Option 1: I don't respond. Yep. I just ignore. The second wave comes running in and I just keep doing my thing. Well to be fair, I guess any class could ignore them. But my tormentor templar can safely ignore them. Because when they get to us, I press one single button and its all mine. That's it. All the scenario that they meant to be engaging is reduced to one button press. It was trivialized.
Option 2: And this one is even better when you start to realize a tormentor play style. You just erase the whole scenario with two button presses! Just tormentor the first group and then tormentor over to the second group! Now its just a straight burn in a big stack thanks to two buttons!

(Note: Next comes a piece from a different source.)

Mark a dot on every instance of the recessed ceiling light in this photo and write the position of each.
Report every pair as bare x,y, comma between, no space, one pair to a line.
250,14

And the scenarios in tanking that tormentor erases are EVERYWHERE. In my dungeon groups I will put up with a great deal of tomfoolery and incompetence. But one thing I will not put up with is one of my team mates trying to train the dungeon and pile up 40 mobs for a burn. Why will I not tolerate that? It can be pretty effective if the group is ready for it. But I will not tolerate it because I love tanking and I am there to tank. And no tank can control a 40 mob fight. They of course do not expect the tank to do so. They expect the healer to keep the DD's alive while they burn the pile....all while the tank sits there with his thumb up his butt. I won't tolerate it because they are writing me out of the group until the end when they need somebody to block a heavy attack. No tank can actually do the job of tanking in that scenario....oh wait....tormentor templars can. They can take every last bit of it with a couple button presses.
And the scenarios are endless. We could talk about situation after situation after situation. And all of them are not helped by tormentor, they are trivialized by tormentor. Content which the developers meant to be engaging and challenging to at least the average tank, is trivialized by a single set. That is by definition overpowered. Perhaps not in content that you care about. But in content that many care about. And in content the developers care about.
I'm not saying this NEEDED to be done. As many have mentioned, so few were taking advantage of this that it could have well been ignored. The game would have gone on fine apart from this nerf. I'm only saying that if the developers were going to evaluate it...then yeah. They made the right call.